Kurt Vonnegut’s A Man Without a Country is a memoir comprised of the author’s greatest one-liners, the most memorable of which has a simple message: “The arts are not a way to make a living. They are a very human way of making life more bearable.”
That is why, before sitting down to write my last editorial for The Suss, I listened to Ornette Coleman’s 1959 classic The Shape of Jazz to Come. Jazz, especially free jazz has always given me energy, and perhaps because of the heavy subject matter often tackled in this column, or perhaps because of a reluctance to write my last editorial, I found myself scant of energy.
My mind walked with Charlie Haden’s basslines and I found myself writing an article that contained something I usually outlaw from anything I edit; a first person narrative. The free spirited nature of Coleman’s playing led to me let go and drop my self-imposed rules.
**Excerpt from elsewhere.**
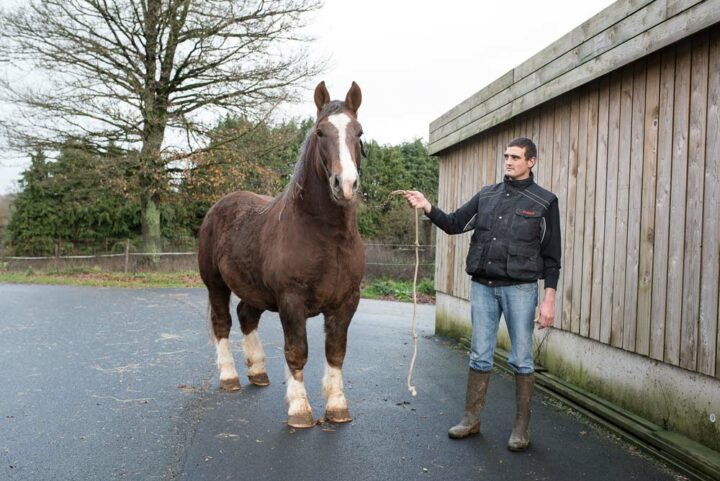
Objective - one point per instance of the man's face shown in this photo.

The spark felt while listening to music brought me back to Vonnegut, a literary hero of mine since I read Slaughterhouse Five at age 15. Vonnegut was a wise man, the kind of man that the world needs, and he certainly understood the importance of the arts.
I read Slaughterhouse Five because, at 15-years-old, I was bored of life in rural Kilkenny and needed to escape into something; the time traveling escapades of Billy Pilgrim were perfect for me. It’s the same reason John Singleton’s Boyz n the Hood captivated me as a child: these views into other worlds made the boring life I led more bearable.
This space has often been used to point out what is wrong with the world of the arts and entertainment; that is not a source of regret. The counterproductive and ultimately pointless nature of awards season still rings true and we as a society still feel oddly comfortable handing our money over to entertainers and artists who have shown that they don’t deserve it.
If any regret does exist on my part, it is that perhaps this space hasn’t always reflected my love for everything artistic. Of course, I love the arts; I wouldn’t write about them or critique them so heavily if I didn’t care deeply about them.
Vonnegut was 100% right: a drive to work on a summer’s day is made more bearable if Chance the Rapper’s Acid Rap plays on your stereo, a walk home in the rain made better if you get to watch Annie Hall once you get home and a long flight around the world is better passed by reading Stoner.
Your examples may be different from mine, but the important thing is that you have examples. The arts are the greatest labour of love known to man. You or I could be the next Vonnegut. Don’t just appreciate, participate.
Like Vonnegut said: “To practice any art, no matter how well or badly, is a way to make your soul grow. So do it.”